Некоторое время мы молча шли по дорожке, всё дальше углубляясь в сад.
— А каковы твои личные планы? — полюбопытствовал Мирддин.
— Первым делом рожу парочку прелестных дочурок, — откровенно ответила я. — В нашей семье не принято сознательно зачинать детей, а тем более — предопределять их пол; но я имею полное моральное право сделать для себя исключение. Дейдра... не Хозяйка, а моя кузина, верно сказала, что принципы существуют для людей, а не люди для принципов. Если того требуют обстоятельства, можно поступиться принципами; особенно, когда речь идёт о безопасности Вселенной и живущих в ней людей. Я, конечно, не собираюсь умирать, однако всё может случиться. Как говорили в старину, все мы ходим под Богом.
— Кандидатура будущего отца уже утверждена?
— Да.
Мирддин не стал спрашивать, кто этот счастливчик. Ему было ясно, что это не он. Мне стало жалко его — но не так чтобы очень. В конце концов, у меня будут дочери, надеюсь, много дочерей, и любая из них сможет пройти Лабиринт. А Мирддин — очень интересный и привлекательный мужчина.

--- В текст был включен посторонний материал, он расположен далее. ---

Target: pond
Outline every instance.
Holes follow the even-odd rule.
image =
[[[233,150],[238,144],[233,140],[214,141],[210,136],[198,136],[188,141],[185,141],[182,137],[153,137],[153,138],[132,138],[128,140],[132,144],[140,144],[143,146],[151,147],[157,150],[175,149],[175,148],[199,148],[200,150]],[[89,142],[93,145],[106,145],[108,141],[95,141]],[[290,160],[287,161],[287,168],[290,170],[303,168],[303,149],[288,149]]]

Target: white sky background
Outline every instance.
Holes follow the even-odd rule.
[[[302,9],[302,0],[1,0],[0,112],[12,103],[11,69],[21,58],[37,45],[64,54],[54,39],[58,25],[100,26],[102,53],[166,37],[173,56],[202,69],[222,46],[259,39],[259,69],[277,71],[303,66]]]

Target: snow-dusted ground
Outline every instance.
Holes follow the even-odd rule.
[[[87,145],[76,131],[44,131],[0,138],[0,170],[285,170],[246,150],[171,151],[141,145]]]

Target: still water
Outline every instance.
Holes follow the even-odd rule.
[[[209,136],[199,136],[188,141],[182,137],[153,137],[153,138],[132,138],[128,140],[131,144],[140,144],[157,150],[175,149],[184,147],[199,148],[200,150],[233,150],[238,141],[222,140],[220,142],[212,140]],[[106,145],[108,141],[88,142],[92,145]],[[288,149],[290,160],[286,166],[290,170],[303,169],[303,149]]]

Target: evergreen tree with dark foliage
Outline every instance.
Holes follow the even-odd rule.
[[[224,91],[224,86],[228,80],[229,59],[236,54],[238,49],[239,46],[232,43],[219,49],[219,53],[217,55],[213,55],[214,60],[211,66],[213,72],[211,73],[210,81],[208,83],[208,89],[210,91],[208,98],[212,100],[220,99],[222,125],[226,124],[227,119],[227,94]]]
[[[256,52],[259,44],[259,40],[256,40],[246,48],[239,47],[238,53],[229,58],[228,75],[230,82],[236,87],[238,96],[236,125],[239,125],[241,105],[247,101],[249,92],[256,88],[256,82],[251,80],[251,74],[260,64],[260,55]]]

Он ждал полторы тысячи лет — сможет подождать ещё несколько десятилетий...
— Ты счастлива, Софи? — спросил он, внимательно поглядев на меня.
— Да, счастлива, — кивнула я. — Безмерно счастлива. Я нашла своё место в жизни. Такое счастье выпадает лишь очень немногим.
Впервые за всё это время Мирддин улыбнулся:
— Ты нашла нечто большее, чем место в жизни. Ты нашла своё место во Вселенной. А такое счастье выпадает лишь считанным единицам.
Сноска 1
Фарси — основной персидский диалект.
Сноска 2
Хайре — греч. «радуйся», приветствие.